Summary: CVE-2007-4251 OpenOffice crashes upon opening certain files
Product: [Other] Security Response Reporter: Lubomir Kundrak <lkundrak>
Component: vulnerabilityAssignee: Red Hat Product Security <security-response-team>
Status: CLOSED WONTFIX QA Contact:
Severity: low Docs Contact:
Priority: low    
Version: unspecifiedCC: caolanm
Target Milestone: ---Keywords: Security
Target Release: ---   
Hardware: All   
OS: Linux   
URL: http://nvd.nist.gov/nvd.cfm?cvename=CVE-2007-4251
Whiteboard:
Fixed In Version: Doc Type: Bug Fix
Doc Text:
Story Points: ---
Clone Of: Environment:
Last Closed: 2007-08-14 08:31:06 UTC Type: ---
Regression: --- Mount Type: ---
Documentation: --- CRM:
Verified Versions: Category: ---
oVirt Team: --- RHEL 7.3 requirements from Atomic Host:
Cloudforms Team: --- Target Upstream Version:
Embargoed:
Attachments:
Description Flags
patch to avoid none

Description Lubomir Kundrak 2007-08-10 16:38:44 UTC 
Common Vulnerabilities and Exposures assigned an identifier CVE-2007-4251
to the following vulnerability:

OpenOffice.org (OOo) 2.2 does not properly handle files with multiple extensions, which allows user-assisted remote attackers to cause a denial of service.

References:

http://www.securityfocus.com/archive/1/archive/1/475534/100/0/threaded
Comment 2 Caolan McNamara 2007-08-13 09:12:11 UTC 
"An issue in OpenOffice 2.2 Multiple File Extension Handling leads to denial
of service conditions. Due to the minimum severity of the issue, the
information is provided in Information Table. The issue does not allow code
execution. Eleytt provides exemplary PoC exploits for this issue for
reponsible security companies only."
Comment 3 Caolan McNamara 2007-08-13 09:14:36 UTC 
Created attachment 161161 [details]
patch to avoid

This patch should suffice. Is there a security bug here, not convinced really.
We throw on attempting to allocate the massive negative value string. 
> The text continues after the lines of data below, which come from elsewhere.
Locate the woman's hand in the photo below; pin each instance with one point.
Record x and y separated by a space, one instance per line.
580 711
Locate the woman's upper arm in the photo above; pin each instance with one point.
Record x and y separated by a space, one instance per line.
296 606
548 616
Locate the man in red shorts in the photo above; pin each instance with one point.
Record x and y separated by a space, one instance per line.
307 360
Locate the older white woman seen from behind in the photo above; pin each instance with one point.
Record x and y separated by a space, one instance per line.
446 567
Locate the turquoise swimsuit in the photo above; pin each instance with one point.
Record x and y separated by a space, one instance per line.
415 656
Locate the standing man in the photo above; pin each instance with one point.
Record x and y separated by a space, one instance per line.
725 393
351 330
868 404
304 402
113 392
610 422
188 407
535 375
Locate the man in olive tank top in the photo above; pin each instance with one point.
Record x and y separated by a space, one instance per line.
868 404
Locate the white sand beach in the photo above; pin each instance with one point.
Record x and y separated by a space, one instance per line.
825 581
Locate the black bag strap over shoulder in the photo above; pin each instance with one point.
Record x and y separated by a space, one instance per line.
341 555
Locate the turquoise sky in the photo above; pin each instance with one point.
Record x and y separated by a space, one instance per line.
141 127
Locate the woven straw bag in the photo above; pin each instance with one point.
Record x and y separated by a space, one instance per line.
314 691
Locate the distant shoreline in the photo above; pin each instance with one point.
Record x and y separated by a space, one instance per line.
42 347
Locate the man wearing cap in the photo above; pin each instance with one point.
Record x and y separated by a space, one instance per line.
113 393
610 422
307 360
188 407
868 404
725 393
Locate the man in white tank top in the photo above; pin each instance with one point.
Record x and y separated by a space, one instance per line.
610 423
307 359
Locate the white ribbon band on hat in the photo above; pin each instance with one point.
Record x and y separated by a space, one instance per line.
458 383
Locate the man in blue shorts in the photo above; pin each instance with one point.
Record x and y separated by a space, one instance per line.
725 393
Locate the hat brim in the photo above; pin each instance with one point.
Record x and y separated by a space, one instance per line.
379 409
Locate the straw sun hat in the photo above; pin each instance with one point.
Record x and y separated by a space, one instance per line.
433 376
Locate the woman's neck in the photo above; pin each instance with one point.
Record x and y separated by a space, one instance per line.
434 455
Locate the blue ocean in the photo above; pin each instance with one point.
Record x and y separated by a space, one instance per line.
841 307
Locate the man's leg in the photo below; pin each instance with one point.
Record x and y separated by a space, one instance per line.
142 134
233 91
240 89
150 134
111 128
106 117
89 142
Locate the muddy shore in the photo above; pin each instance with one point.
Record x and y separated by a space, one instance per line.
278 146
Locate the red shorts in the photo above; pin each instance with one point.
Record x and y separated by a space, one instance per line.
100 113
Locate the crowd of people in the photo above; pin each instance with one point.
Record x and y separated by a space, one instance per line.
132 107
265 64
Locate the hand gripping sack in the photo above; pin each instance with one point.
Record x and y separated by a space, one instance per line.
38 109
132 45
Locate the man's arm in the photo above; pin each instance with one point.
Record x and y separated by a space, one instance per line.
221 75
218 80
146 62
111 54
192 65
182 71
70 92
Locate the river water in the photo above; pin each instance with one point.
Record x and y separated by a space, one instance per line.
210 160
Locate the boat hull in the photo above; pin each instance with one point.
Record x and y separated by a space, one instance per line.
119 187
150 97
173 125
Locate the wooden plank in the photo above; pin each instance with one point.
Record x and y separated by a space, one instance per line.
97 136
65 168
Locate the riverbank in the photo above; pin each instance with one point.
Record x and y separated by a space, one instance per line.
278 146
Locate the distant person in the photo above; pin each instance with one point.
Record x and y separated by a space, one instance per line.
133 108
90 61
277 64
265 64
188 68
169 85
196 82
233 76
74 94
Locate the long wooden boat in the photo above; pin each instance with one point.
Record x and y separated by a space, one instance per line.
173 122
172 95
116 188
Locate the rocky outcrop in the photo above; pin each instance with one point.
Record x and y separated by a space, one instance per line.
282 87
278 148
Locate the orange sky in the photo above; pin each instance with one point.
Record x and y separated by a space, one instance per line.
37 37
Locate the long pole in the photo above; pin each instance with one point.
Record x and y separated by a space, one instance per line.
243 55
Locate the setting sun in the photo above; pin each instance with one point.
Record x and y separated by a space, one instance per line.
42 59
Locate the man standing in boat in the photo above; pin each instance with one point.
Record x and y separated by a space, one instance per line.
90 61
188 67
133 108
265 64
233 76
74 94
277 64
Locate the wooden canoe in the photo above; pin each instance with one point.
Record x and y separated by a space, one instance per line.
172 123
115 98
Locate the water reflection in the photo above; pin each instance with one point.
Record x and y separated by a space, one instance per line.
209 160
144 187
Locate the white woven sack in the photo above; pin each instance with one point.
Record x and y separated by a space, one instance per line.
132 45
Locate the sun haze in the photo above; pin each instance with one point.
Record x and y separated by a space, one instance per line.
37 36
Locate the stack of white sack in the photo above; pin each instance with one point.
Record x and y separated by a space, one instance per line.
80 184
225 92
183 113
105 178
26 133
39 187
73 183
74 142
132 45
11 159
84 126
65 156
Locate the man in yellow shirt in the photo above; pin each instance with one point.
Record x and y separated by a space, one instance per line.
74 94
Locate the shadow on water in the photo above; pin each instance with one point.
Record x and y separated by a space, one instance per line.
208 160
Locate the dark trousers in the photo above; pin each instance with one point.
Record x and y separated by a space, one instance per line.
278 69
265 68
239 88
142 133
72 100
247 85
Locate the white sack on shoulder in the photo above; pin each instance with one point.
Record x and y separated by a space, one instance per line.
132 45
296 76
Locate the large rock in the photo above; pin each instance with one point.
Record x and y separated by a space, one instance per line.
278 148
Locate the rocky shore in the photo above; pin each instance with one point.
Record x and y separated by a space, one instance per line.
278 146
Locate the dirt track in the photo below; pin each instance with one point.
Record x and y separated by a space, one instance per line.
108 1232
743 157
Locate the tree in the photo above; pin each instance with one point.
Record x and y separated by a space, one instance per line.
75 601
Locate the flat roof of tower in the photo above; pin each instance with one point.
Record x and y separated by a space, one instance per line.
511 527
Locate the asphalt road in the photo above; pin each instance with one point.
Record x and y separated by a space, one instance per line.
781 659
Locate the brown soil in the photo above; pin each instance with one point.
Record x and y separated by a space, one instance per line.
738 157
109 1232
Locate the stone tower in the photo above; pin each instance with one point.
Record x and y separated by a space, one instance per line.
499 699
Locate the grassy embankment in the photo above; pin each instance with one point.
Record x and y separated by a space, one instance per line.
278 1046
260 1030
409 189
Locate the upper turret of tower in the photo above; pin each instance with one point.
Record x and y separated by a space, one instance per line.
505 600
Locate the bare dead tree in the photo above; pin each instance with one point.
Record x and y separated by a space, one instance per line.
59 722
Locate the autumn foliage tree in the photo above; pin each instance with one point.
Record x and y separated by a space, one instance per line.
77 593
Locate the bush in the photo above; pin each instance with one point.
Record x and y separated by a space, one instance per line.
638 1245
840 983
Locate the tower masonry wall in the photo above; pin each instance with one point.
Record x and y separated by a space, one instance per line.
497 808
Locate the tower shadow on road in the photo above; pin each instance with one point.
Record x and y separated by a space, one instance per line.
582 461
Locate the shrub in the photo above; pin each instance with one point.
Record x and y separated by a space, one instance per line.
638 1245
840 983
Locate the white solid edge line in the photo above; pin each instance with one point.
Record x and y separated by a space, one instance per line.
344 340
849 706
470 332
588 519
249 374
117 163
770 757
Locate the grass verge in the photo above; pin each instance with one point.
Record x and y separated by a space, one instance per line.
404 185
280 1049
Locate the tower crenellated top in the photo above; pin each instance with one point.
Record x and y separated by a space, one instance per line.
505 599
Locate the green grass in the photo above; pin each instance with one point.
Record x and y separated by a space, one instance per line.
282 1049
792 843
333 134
Should this be reassigned to me and component openoffice.org ?
Comment 4 Lubomir Kundrak 2007-08-13 09:29:15 UTC 
Caolan: thanks for the investigation. Attempting to allocate a negative amount
of memory is not something we would call a security issue, so we don't want this
to be fixed in RHEL now.

This bug is here for serves as a reference to results of investigation and our
opinion about the issue so it's not to be assigned to you. In case wanted to fix
this you'd be assigned separate tracking bugs for each release.
Comment 5 Mark J. Cox 2007-08-14 08:31:06 UTC 
Red Hat does not consider this flaw a security issue. This flaw will only crash
OpenOffice.org if a victim opens a malicious document.